CHEMICAL WEATHERING IN LOESS SOILS OF THE MATANUSKA VALLEY, ALASKA

On geologic timescales, atmospheric carbon dioxide levels are controlled by the balance between volcanic out-gassing and consumption of CO2 through silicate chemical weathering. However, the relationship between increased weathering associated with uplift, physical erosion, and climate remains uncertain. Uplift may incite mountain glaciation, which raises the question what is the relationship between glacial activity and silicate weathering rates?

We hypothesize that in periglacial areas glacial loess-derived soils enhance chemical weathering fluxes in three ways. First, small grain size of loess increases the surface area for weathering reactions. Second, ongoing loess deposition supplies fresh mineral material for weathering. Last, loess is deposited in vegetated areas, and this vegetation provides organic acids that promote silicate weathering. We will test this hypothesis by calculating chemical weathering fluxes using a mass-balance approach along a 50 km transect of loess-derived soils in the Matanuska valley of south-central Alaska. Loess deposited during the last 6500 years of the Holocene is >20 meters deep close to river sources but depth declines exponentially downwind. Estimates of particle surface areas reveal that loess soils contain about twice the surface area of till-derived soils of the same thickness hence increasing the potential for chemical weathering.

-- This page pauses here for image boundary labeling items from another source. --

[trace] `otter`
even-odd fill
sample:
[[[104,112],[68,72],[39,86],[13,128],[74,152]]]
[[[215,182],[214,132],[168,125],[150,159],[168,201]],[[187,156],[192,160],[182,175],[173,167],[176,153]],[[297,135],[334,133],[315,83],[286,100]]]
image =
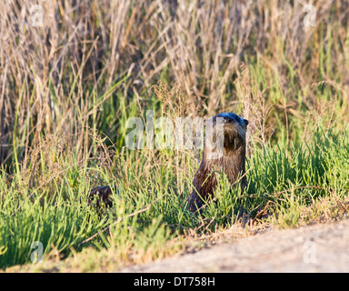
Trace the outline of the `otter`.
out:
[[[193,213],[200,211],[204,201],[209,196],[213,197],[217,186],[217,180],[213,173],[214,170],[222,169],[232,185],[240,175],[242,191],[246,186],[244,163],[248,120],[234,113],[220,113],[209,122],[213,126],[213,139],[217,141],[217,136],[223,135],[223,149],[221,148],[221,155],[215,155],[217,146],[210,146],[209,142],[204,146],[201,164],[194,178],[194,190],[187,199],[188,209]]]
[[[223,146],[214,147],[209,141],[204,146],[201,164],[194,177],[194,188],[187,199],[188,210],[194,213],[202,208],[204,200],[214,196],[217,181],[213,171],[223,169],[232,185],[241,175],[241,189],[246,186],[244,163],[248,121],[234,113],[220,113],[210,118],[210,122],[213,139],[217,142],[217,137],[223,137]],[[116,186],[114,187],[117,193]],[[91,190],[89,198],[97,196],[105,206],[112,206],[111,195],[111,186],[98,186]]]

Along our transect, podzolic soils appear where loess thickness falls below 1 m corresponding to loess rain of about 0.15 mm/yr. This suggests that organic acids are buffered by weathering loess where deposition rates are greater than 0.15 mm/yr. We suspect that mass-balance analyses along the transect will show that weathering fluxes are limited by available mineral surface area in thin loess, and are limited by organic acid availability in thicker deposits. If correct, loess rains of 0.15 mm/yr will yield the maximum consumption of CO2 by weathering. This hypothesis has two interesting implications. First, ice-age loess rain may have been responsible for maintaining high levels of soil fertility in soils distant from ice sheet margins. Second, the soils whose chemical weathering was the most influential in drawing down atmospheric CO2 during past ice ages may have been those located relatively far from ice margins.